Im Mai war nun auch das Beijing LGBT Center an der Reihe, eine der grössten noch existierenden queeren Organisationen im Land. Der Druck durch Kräfte, welche ausserhalb ihrer Kontrolle liegen, sei zu gross geworden, hiess es als Erklärung. Darauf stellte auch das Beijing LGBT Center sämtliche Aktivitäten ein und pausiert seither.
Dass sich etwas geändert hat in Chinas Umgang mit der LGBTI+ Community aber auch in der Sicht auf die Gesellschaft im Allgemeinen, zeigt sich schon in der Rhetorik der Regierung: Plötzlich zeigt sich das Bildungsministerium besorgt, dass die jungen chinesischen Männer „zu feminin“ seien. Dies führte zu mitunter ziemlich ungewöhnlichen Anordnungen und Richtlinien.
Die chinsische Zensurbehörde hat den Fernsehsendern auferlegt, ein männlicheres Image bei den Männern zu promoten. Männer, welche im Rampenlicht stehen und von den Jugendlichen verehrt werden, welche aber Makeup tragen, wurden öffentlich dafür kritisiert, als "Sissy-Männer" bezeichnet und sogar aus dem TV verbannt. Bei anderen Sendung wurden die Ohrringe bei Männern im Fernsehen nur noch verpixelt gezeigt.

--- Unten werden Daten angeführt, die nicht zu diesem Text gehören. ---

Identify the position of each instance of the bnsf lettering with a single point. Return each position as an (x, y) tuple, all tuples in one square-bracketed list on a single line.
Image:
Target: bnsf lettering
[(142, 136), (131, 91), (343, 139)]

Weiter wurden Schulen plötzlich aufgefordert ihren Sportunterricht zu intensivieren, und verstärkt auf die Rekrutierung von neuen Lehrern zu achten. Die Männlichkeit der Schüler solle gefördert werden, indem "energisch Fussball und ähnliche Sportarten propagiert" werden. Dazu wurden auch pensionierte Sportler und andere Personen mit Sporterfahrungen als Lehrer hinzuzogen.
Diese Beispiele zeigen klar, dass Diversität und Inklusion in China keinen Platz (mehr) haben. Gleichschaltung scheint vielmehr das neue Ziel und ja nichts zulassen, was von der Wunschnorm abweicht. Tendenzen wie wir sie längst auch aus anderen Staaten kennen, wie etwa der Türkei, Russland oder einigen Ländern in Afrika.